We Built a Face and Mask Detection Web App for Google Chrome

Written by yantsishko | Published 2021/03/07
Tech Story Tags: javascript | tensorflowjs | face-mask-detection | computer-vision | face-recognition | mask-recognition | machine-learning | image-detection

TLDRvia the TL;DR App

Introduction

The main goal is an attempt to detect face and mask in the browser, instead of Python implementation at back-end. This application is a simple webapp / SPA application which contains JS code only and can send some data to a backend for next processing. But initial face and mask detection is done on the browser side, no Python backend implementation is needed.
At the current moment, the app works only in the Google Chrome browser.
In future articles, I will describe more technical details, the implementation of all our investigation results.
There are 2 approaches of how this can be done with browser implementation:
  1. TensorFlowJS
  2. ONNXJS
Both runtimes support WASM, WebGL, and CPU backends. But we will compare only WASM and WebGL, because CPU performance is very low and it can't be used in production. 
View the demo here

TensorFlow.js

At the official website, TensorFlow.js proposes some pre-trained and ready to be used models which includes the appropriate JS postprocessing. For real-time face detection, it is specified in the BlazeFace model, for which an online demo is available.
More info about BlazeFace can be found here.
We created a demo to play a bit with the runtime and model, identify any existing issues. The appropriate links to run the app with different models can be found below: 
WASM (face detection image size: 160x120; mask detection image size: 64x64px
WebGL (face detection image size: 160x120; mask detection image size: 64x64px


Performance Results: Getting Frames

We can get frames via the appropriate HTML API features. But this process frames consumes time as well. So we need to understand how much time we will spend on such activities. There are the appropriate timing metrics below.
Our goal is to detect faces as fast as possible so we should get each frame of the live stream and process. For this issue, we can use requestAnimationFrame which is called every 16.6ms or each frame.
Using grabFrame() method of the ImageCapture allows us to take a snapshot of the live video in a MediaStreamTrack and return a promise that resolves with an ImageBitmap containing the snapshot.
Single mode it is max performance of getting frame. Sync mode it's how often we can get frame with face detection.
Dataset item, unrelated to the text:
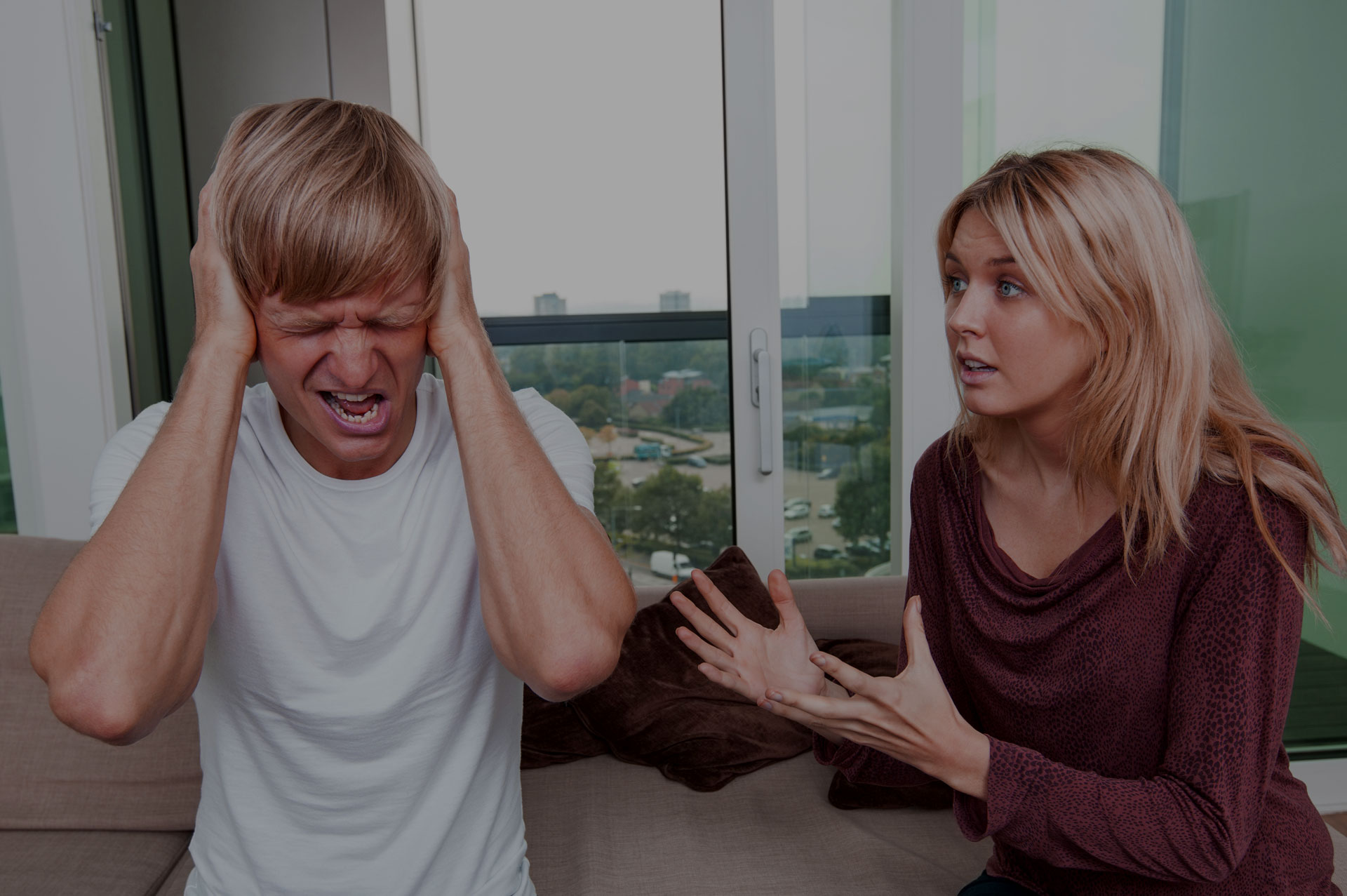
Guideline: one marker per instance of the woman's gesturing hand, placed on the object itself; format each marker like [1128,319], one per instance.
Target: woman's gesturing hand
[745,657]
[909,717]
Face Detection + Mask Detection Results:

Color scheme: < 6 fps red, 7-12 fps orange, 13-18 fps yellow, 19+ fps green
Results:
We excluded timing metrics from the application start. It is obvious that during the application startup and first runs of the model it will consume more resources/time. When the app is in a warm mode it is worth getting performance metrics only. Warm mode in our case it is just let the app do work 5 - 10 sec and then get performance metrics.
Possible inaccuracies in the gathered timings metrics are up to 50ms.
The BlazeFace model was developed especially for the mobile devices and helps to achieve good performance with the TFLite inference on Android  and IOS platforms (~50-200 FPS).
More info is here.
Meanwhile the dataset  for retraining the model from scratch is not available (Google Research Team did not share it).
So, there are two model types:
  • Front: Input size 128 x 128px, faster but lower accuracy.
  • Back: Input size 256 x 256px, higher accuracy but slower.
This means that the preparation of a detector model with three classes (clear face, face with mask, background) can be a time consuming task.

Images Size

The original image can be of any size according to the camera settings and business needs. But when we process the frames for face and mask detection the original frame is resized to the appropriate size depending on the model.
Image which is used by BlazeFace for face detection is specified with the size 128 x 128px. The original frame is resized to this size considering its proportion. Image which is used by mask detection is specified with the size 64 x 64px.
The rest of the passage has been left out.